Vivir en un batey tiene sus ventajas: todos se conocen. Manuelita es como una familia grande. Sus habitantes se ayudan y apoyan en los momentos difíciles, ríen y celebran cuando se puede. La vida no es fácil; los días comienzan temprano, cada cual a sus tareas: en los campos de caña, en la escuela, las oficinas o dentro del Central 14 de Julio. El olor a melao de caña y los sonidos estridentes quedan impregnados en la memoria como algo visceral, así como la alegría de la gente en su bullicio diario.
Los años pasan y el batey sigue igual, como detenido en el tiempo.

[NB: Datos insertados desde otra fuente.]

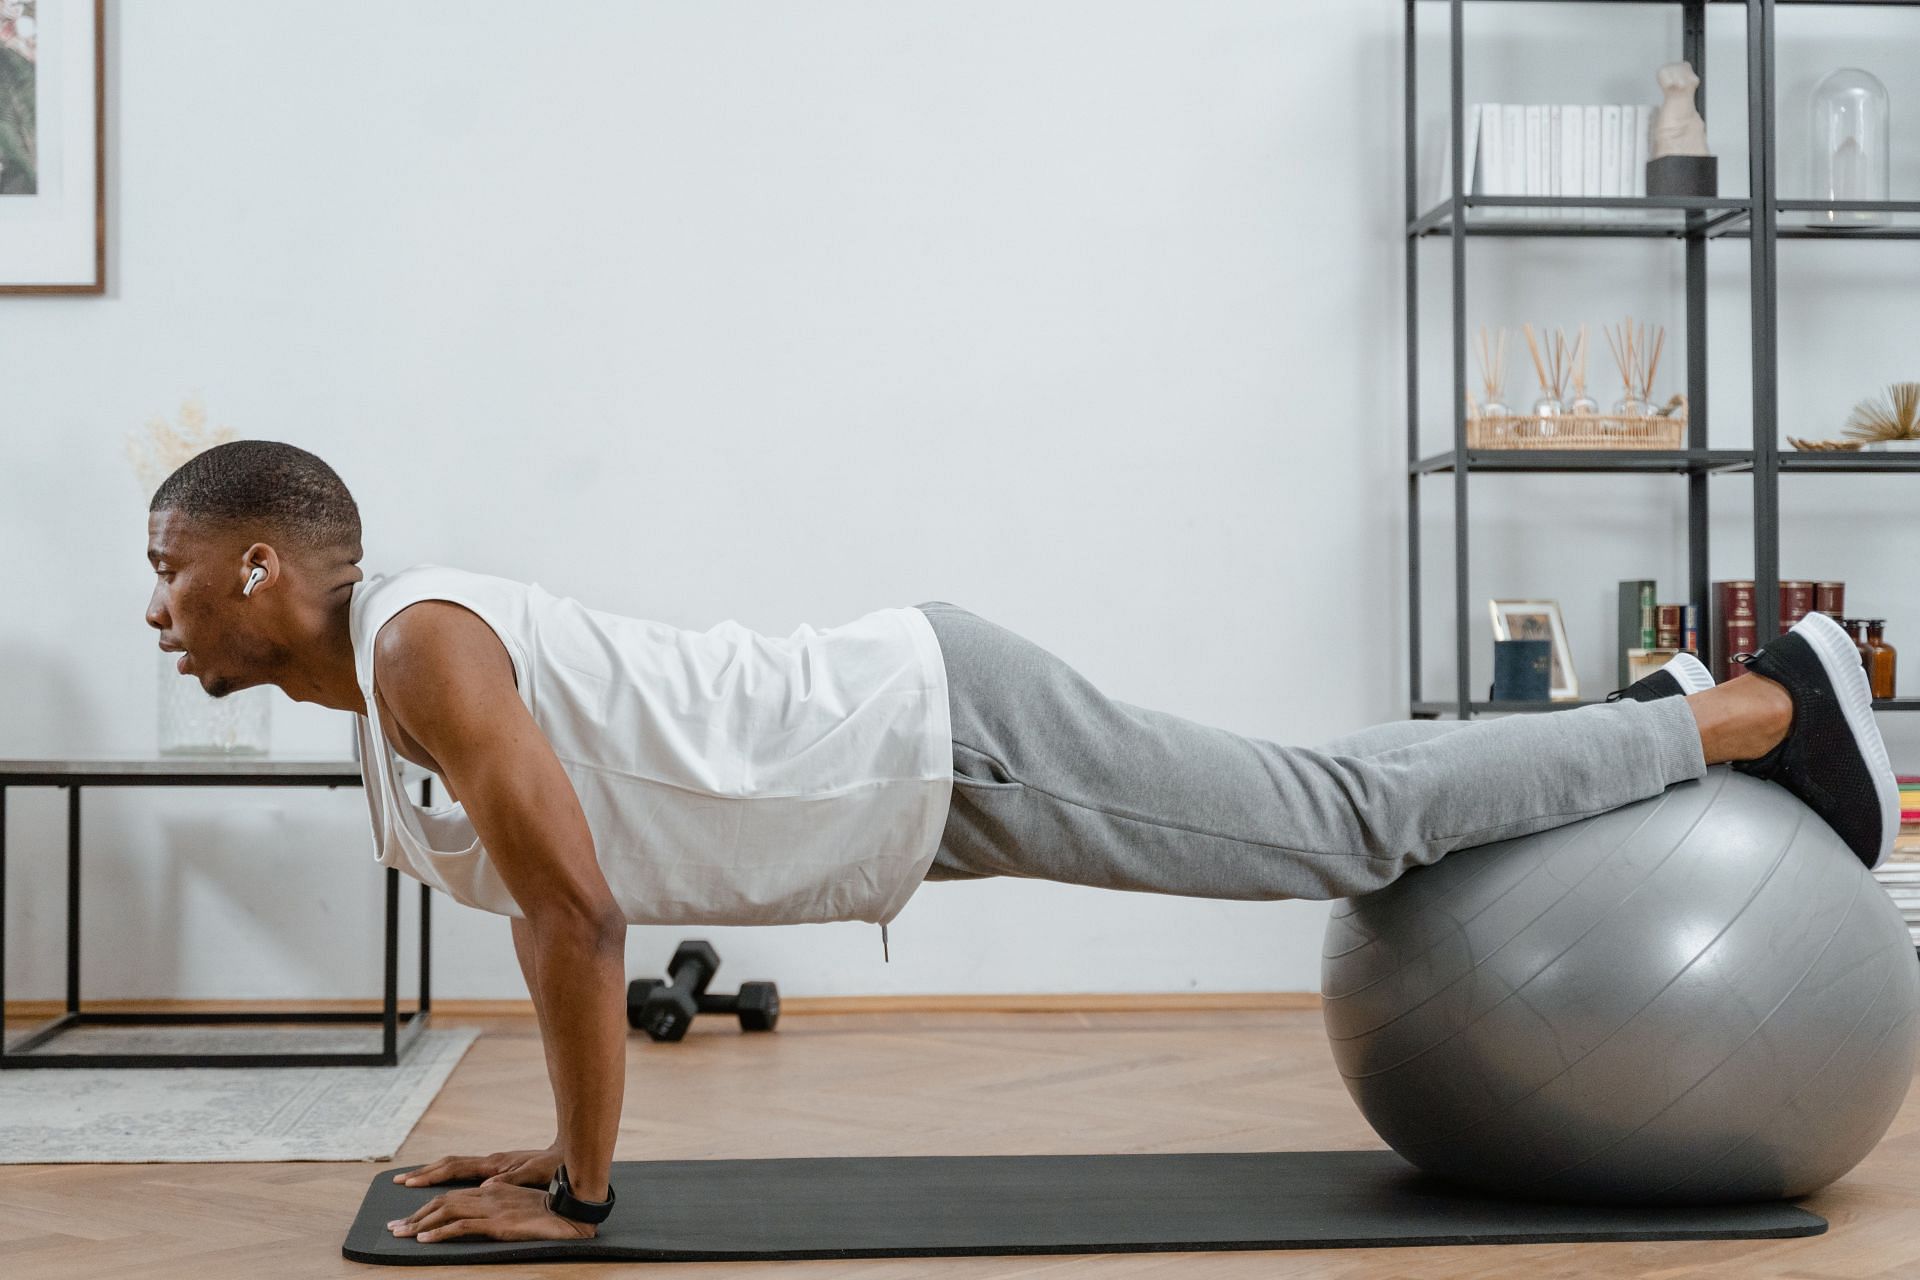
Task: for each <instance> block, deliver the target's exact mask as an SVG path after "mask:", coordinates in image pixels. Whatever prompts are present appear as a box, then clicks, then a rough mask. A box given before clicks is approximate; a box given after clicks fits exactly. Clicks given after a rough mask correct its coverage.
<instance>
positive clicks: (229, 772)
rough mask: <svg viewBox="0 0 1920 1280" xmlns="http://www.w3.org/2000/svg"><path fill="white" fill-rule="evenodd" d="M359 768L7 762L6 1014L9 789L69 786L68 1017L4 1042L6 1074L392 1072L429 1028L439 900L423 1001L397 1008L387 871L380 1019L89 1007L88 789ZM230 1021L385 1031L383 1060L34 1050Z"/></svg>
mask: <svg viewBox="0 0 1920 1280" xmlns="http://www.w3.org/2000/svg"><path fill="white" fill-rule="evenodd" d="M359 785H361V775H359V766H357V764H353V762H351V760H342V762H334V760H275V758H273V756H252V758H246V756H171V758H159V760H0V1009H4V1007H6V791H8V787H61V789H65V793H67V1011H65V1013H63V1015H60V1017H54V1019H52V1021H48V1023H42V1025H40V1027H36V1029H33V1031H29V1032H27V1034H25V1036H23V1038H19V1040H17V1042H15V1044H12V1046H10V1044H6V1036H4V1034H0V1069H12V1067H392V1065H394V1063H397V1061H399V1055H401V1054H403V1052H405V1050H407V1046H409V1044H413V1040H415V1036H419V1034H420V1031H422V1029H424V1027H426V1017H428V1007H430V1002H428V913H430V902H432V894H430V890H428V889H426V885H420V998H419V1006H417V1007H415V1009H407V1011H401V1009H399V873H397V871H394V869H392V867H388V869H386V992H384V1002H382V1011H380V1013H353V1011H315V1009H286V1011H273V1009H261V1011H244V1013H125V1011H86V1009H83V1007H81V791H83V789H86V787H326V789H334V787H359ZM432 785H434V779H432V777H422V779H420V802H422V804H430V802H432ZM232 1023H334V1025H338V1023H378V1025H380V1029H382V1038H380V1052H378V1054H372V1052H344V1050H340V1052H319V1054H269V1052H257V1054H58V1052H35V1050H38V1046H42V1044H48V1042H50V1040H54V1038H56V1036H60V1034H61V1032H65V1031H73V1029H75V1027H173V1025H232Z"/></svg>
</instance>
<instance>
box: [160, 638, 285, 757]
mask: <svg viewBox="0 0 1920 1280" xmlns="http://www.w3.org/2000/svg"><path fill="white" fill-rule="evenodd" d="M175 662H177V656H175V654H171V652H161V654H159V702H157V720H156V729H157V737H159V754H163V756H209V754H211V756H263V754H267V745H269V731H271V725H273V687H271V685H261V687H255V689H240V691H238V693H228V695H227V697H225V699H215V697H209V695H207V691H205V689H202V687H200V681H198V679H194V677H192V676H180V674H179V670H177V668H175Z"/></svg>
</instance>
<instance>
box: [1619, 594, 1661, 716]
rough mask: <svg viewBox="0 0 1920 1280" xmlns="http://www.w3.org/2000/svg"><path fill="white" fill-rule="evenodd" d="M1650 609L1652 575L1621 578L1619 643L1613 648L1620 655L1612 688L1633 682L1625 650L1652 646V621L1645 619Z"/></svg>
mask: <svg viewBox="0 0 1920 1280" xmlns="http://www.w3.org/2000/svg"><path fill="white" fill-rule="evenodd" d="M1651 608H1653V580H1651V578H1626V580H1622V581H1620V595H1619V637H1620V643H1619V645H1617V647H1615V652H1617V656H1619V662H1620V666H1619V672H1617V677H1619V679H1617V683H1615V689H1624V687H1626V685H1630V683H1634V681H1632V679H1628V660H1626V651H1628V649H1651V647H1653V622H1651V618H1647V610H1651Z"/></svg>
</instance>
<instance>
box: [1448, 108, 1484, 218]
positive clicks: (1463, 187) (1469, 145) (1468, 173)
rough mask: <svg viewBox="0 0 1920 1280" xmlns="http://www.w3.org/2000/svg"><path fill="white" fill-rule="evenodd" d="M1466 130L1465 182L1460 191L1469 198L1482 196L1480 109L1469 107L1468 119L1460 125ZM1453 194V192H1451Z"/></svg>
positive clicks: (1461, 144)
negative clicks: (1480, 143) (1466, 195)
mask: <svg viewBox="0 0 1920 1280" xmlns="http://www.w3.org/2000/svg"><path fill="white" fill-rule="evenodd" d="M1459 127H1461V129H1463V130H1465V136H1463V138H1461V152H1463V155H1461V165H1463V173H1465V180H1463V182H1461V184H1459V190H1461V192H1465V194H1467V196H1478V194H1480V107H1467V119H1463V121H1461V125H1459ZM1450 194H1452V192H1450Z"/></svg>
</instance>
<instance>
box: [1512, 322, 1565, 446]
mask: <svg viewBox="0 0 1920 1280" xmlns="http://www.w3.org/2000/svg"><path fill="white" fill-rule="evenodd" d="M1524 330H1526V349H1528V351H1530V353H1532V357H1534V372H1536V374H1538V376H1540V399H1536V401H1534V418H1538V422H1536V424H1534V430H1536V434H1540V436H1553V434H1557V432H1555V422H1553V418H1557V416H1561V415H1563V413H1567V399H1565V397H1567V372H1569V370H1571V368H1572V359H1571V355H1572V353H1571V351H1569V347H1567V332H1565V330H1559V328H1555V330H1553V338H1551V340H1548V342H1546V351H1544V353H1542V342H1540V340H1538V338H1536V336H1534V326H1532V324H1526V326H1524Z"/></svg>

Los viejos barracones de esclavos convertidos en casas; los animales que vagabundean por las calles como parte del paisaje; los niños descalzos corriendo y comiendo guayabas. Con el paso del tiempo los caminos se han vuelto casi intransitables y la atención a la población ha decrecido. En los tiempos libres hay muy poco que hacer. Los centros de recreación ya no funcionan o no existen, y las ofertas culturales y gastronómicas no llegan a estos parajes.
Los niños y los ancianos no tienen suficientes espacios para su atención y cuidado, además de sitios recreativos o deportivos para su esparcimiento. Los jóvenes y adultos, por falta de mejores ofertas, ocupan su tiempo libre con juegos ilícitos y alcohol.
El ánimo de los pobladores no es el de antaño, pero sus deseos y sueños de mejorar el espacio común se mantienen, para que las generaciones pasen y continúen la misma tradición de convertir la caña en azúcar.